CHICAGO -- Standard & Poor's Corp. yesterday upgraded Cleveland's rating to A from A-minus with a stable outlook, citing the city's improved financial performance.
Cleveland "has been able to do a lot more with limited budget resources and has also been able to improve its financial results," said Joe O'Keefe, a director at Standard & Poor's.
The upgrade affects $22.7 million of the city's unenhanced general obligation debt. Standard & Poor's affirmed a AAA rating for $234 million of Cleveland's outstanding insured GO debt and assigned an SP-1 rating to $25 million of bond anticipation notes the city plans to sell soon.
"The city's financial position remains modest, but the prospect of economic growth and strong budgetary controls suggest continued improvement," Standard & Poor's wrote in a press release.
Kathryn Buffer Hyer, Cleveland's finance director, said the upgrade gives the city two single--A ratings. In April 1993 Moody's upgraded the city's GO rating to A from Baa1, she said.
Hyer said the upgrades were due to improvements in the city's finances, which saw the balance for the $350 million general fund grow to $3 million at the end of fiscal 1993 -- double the balance amount at the end of fiscal 1992.
"We had probably the highest income tax receipts ever, reflecting a strong economy," she said, referring to fiscal 1993.
Standard & Poor's said the increase in income tax revenues helped the city eliminate its deficit, which stood at about $7 million in fiscal 1990.
"This obviously recognizes what the city has done to get its fiscal house in order," said Paul Komlosi, a senior vice president at McDonald & Company Securities Inc.
He pointed to improvements in areas such as management control, labor negotiations, and the creation of a rainy-day fund as reasons why he believes Cleveland earned the higher rating.
The city's push to revitalize housing was another factor. Standard & Poor's said that while Cleveland has lost population to its suburbs over a long period of time, the number of city residents has stabilized at about 5 10,000, contributing to a rebound in the housing market. The rating agency said city's property tax base has grown an average of 3.6% a year between 1984 and 1994.
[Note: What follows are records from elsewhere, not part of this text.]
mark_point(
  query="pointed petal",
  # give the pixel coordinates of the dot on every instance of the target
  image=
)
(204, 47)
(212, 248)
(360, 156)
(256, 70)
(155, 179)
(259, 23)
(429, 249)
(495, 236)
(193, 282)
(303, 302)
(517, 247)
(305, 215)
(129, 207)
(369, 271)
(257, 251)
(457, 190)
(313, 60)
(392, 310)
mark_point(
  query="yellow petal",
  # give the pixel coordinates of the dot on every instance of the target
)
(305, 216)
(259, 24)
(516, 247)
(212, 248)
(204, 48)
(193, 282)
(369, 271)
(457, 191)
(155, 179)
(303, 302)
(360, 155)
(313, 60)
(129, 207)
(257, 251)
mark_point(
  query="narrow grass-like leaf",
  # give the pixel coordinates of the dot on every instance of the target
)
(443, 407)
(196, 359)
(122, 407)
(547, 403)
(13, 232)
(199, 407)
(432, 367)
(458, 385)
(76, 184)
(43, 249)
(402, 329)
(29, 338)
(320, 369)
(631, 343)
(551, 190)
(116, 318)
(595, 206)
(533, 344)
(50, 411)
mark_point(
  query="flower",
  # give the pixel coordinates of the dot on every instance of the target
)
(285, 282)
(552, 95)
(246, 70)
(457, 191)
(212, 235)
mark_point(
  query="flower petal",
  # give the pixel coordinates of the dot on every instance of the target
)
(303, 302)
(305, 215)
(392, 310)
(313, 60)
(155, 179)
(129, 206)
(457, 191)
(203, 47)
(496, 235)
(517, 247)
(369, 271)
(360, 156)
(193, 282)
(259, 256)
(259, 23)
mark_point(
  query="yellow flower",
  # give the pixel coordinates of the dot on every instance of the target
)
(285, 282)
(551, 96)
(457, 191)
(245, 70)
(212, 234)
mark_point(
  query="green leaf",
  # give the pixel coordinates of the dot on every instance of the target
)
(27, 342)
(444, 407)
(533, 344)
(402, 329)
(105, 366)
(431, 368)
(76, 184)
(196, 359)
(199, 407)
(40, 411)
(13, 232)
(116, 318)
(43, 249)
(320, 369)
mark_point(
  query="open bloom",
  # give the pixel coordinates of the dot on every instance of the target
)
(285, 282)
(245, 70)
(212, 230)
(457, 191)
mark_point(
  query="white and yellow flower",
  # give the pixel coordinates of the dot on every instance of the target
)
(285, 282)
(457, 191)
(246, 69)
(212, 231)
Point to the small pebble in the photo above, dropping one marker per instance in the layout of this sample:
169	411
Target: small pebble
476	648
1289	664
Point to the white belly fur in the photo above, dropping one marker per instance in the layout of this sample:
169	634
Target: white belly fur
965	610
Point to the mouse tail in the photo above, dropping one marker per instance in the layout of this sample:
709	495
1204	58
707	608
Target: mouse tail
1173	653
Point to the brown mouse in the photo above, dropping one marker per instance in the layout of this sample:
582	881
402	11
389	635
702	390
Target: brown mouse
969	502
Hyer said the city has embarked on a major effort to assemble land for housing as well as for business and industrial projects.
The rating agency also pointed to major projects in the city like the Gateway sports complex, which the city expects will attract even more development. The mostly bond-financed complex, located in downtown Cleveland, includes a baseball stadium for the Cleveland, Indians and a basketball arena for the Cleveland Cavaliers. The bond-financed Rock and Roll Hall of Fame is also under construction in the city.
"Gateway is a major psychological boost to the spirit of Cleveland, and it's probably going to help with the revitalization of the downtown," said Richard Ciccarone, an executive vice president and director of tax-exempt fixed-income research at Kemper Securities Inc.
O'Keefe said Cleveland's debt level is relatively low at $809 per capita. The city's five-year capital spending plan totals $1.6 billion, but O'Keefe said most of that would be issued as revenue bonds for an expansion of the city's airport and improvements to its water and electric utilities.